Whistleblower advocates say federal employees are quickly losing confidence in a system Congress initially designed to protect them, in part, due to a recent and highly charged debate about the credibility of an intelligence community employee who made disclosures leading to the impeachment of President Donald Trump.
The recent climate has led House Oversight and Reform Committee Chairman Carolyn Maloney (D-N.Y.) and some of her colleagues to start writing new legislation designed to strengthen and clarify whistleblower protections for federal employees, she said Tuesday.
But a House oversight hearing intended to generate ideas for a new whistleblower protection bill quickly turned political, as members sparred over the anonymity of the whistleblower who raised the initial complaints leading to the president’s impeachment.
Republicans also saw Tuesday’s hearing as an opportunity to pepper Michael Horowitz, the Justice Department’s inspector general, with questions about a recent report from his office on the FBI and Foreign Intelligence Surveillance Act allegations.
National headlines, however, aren’t the only factor behind the push to strengthen federal whistleblower protections.
“We have seen a disturbing trend in the DoD disagreeing with the results of our investigations or not taking disciplinary action in substantiated reprisal cases without adequate or persuasive explanations,” Glenn Fine, principal deputy inspector general for the Defense Department, said. “Failure to take action sends a message to agency managers that reprisal will be tolerated and also to potential whistleblowers that the system will not protect them.”
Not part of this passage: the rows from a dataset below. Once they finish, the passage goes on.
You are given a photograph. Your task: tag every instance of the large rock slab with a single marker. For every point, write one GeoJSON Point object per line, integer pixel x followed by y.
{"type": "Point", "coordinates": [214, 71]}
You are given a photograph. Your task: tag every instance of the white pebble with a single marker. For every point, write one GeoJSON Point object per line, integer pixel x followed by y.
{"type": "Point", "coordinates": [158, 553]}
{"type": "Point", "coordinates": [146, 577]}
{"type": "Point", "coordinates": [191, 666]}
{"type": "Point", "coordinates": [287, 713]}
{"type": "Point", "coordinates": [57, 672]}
The Defense Department’s Office of Inspector General has reallocated resources in recent years to its administrative investigations component, which handles an increasing number of whistleblower disclosures and reprisal allegations.
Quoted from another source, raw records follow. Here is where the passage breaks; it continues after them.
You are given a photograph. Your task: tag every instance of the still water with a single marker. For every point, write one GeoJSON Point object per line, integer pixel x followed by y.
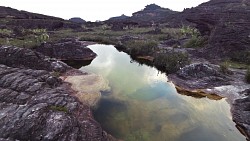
{"type": "Point", "coordinates": [142, 105]}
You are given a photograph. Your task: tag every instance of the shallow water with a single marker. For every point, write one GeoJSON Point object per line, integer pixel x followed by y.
{"type": "Point", "coordinates": [143, 106]}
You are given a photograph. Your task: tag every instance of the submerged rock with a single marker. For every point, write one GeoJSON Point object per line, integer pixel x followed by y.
{"type": "Point", "coordinates": [88, 87]}
{"type": "Point", "coordinates": [199, 76]}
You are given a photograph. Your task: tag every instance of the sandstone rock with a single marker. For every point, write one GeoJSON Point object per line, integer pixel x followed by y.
{"type": "Point", "coordinates": [67, 49]}
{"type": "Point", "coordinates": [26, 58]}
{"type": "Point", "coordinates": [241, 113]}
{"type": "Point", "coordinates": [35, 106]}
{"type": "Point", "coordinates": [199, 76]}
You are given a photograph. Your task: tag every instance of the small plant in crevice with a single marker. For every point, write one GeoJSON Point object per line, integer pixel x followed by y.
{"type": "Point", "coordinates": [224, 67]}
{"type": "Point", "coordinates": [248, 75]}
{"type": "Point", "coordinates": [59, 108]}
{"type": "Point", "coordinates": [55, 74]}
{"type": "Point", "coordinates": [196, 42]}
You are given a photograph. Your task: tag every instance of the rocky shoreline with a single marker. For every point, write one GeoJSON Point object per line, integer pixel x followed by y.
{"type": "Point", "coordinates": [206, 80]}
{"type": "Point", "coordinates": [37, 105]}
The DoD IG has added 40 positions to its investigations unit over the last three years, Fine said.
Rep. Gerry Connolly (D-Va.), chairman of the government operations subcommittee, pointed to recent data in the Federal Employee Viewpoint Survey as evidence the workforce had little confidence in the whistleblowing system.
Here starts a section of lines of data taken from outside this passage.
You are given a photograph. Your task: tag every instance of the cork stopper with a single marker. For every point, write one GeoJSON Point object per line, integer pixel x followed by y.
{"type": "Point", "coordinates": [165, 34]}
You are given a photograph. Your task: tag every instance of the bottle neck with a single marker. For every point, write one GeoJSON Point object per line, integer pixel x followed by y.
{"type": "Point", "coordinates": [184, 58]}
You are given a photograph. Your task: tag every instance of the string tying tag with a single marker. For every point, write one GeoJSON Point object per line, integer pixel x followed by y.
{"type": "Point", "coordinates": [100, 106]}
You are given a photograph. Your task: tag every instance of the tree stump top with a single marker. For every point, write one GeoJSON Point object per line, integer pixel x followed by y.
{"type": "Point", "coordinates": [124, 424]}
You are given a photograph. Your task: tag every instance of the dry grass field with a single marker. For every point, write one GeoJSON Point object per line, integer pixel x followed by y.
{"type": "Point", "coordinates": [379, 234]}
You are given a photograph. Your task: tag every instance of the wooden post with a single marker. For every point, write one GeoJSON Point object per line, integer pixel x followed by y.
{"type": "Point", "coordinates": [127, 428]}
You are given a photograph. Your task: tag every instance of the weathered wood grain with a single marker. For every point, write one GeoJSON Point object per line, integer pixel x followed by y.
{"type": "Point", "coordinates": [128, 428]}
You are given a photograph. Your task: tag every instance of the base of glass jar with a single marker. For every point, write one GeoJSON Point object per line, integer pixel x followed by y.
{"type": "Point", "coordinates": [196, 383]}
According to the 2019 FEVS, 64.5% of federal employees believe they can disclose potential violations of law or regulations without fear of retaliation, 10.5% lower than what private sector surveys report, according to Connolly.
In drafting new whistleblower legislation, advocates urged Congress to focus on three improvements and clarifications.
First, they said Congress needs to reaffirm federal employees have the right to remain anonymous when they report waste, fraud and abuse.
“Anonymity should be guaranteed to whistleblowers who want it,” Elizabeth Hempowicz, director of public policy for the Project on Government Oversight, told the subcommittee. “I don’t think every whistleblower wants to remain anonymous, but that should be their decision. Not guaranteeing that right runs the risk of deterring would-be whistleblowers from coming forward, and that means waste, fraud and abuse is not reported.”
Anonymity also serves as a positive incentive for whistleblowers who often have few motivations to come forward, said Paul Rosenzweig, a resident senior fellow with the R Street Institute.
“All too frequently whistleblowers have faced retaliation for their actions,” he told the subcommittee. “If we wish them to have a positive incentive for them to come forward, and I think we all agree that we do, then it is essential to provide whistleblowers with the protection of anonymity when they wish. All people respond to incentives, and any wise system of law will recognize that.”
Second, whistleblower advocates urged Congress to clarify existing whistleblowing procedures.
Allowing an individual to “blow the whistle” simply means an employee has the right to disclose information that he or she reasonably believes points to a violation of a law, rule or regulation — or demonstrates gross mismanagement, waste or fraud.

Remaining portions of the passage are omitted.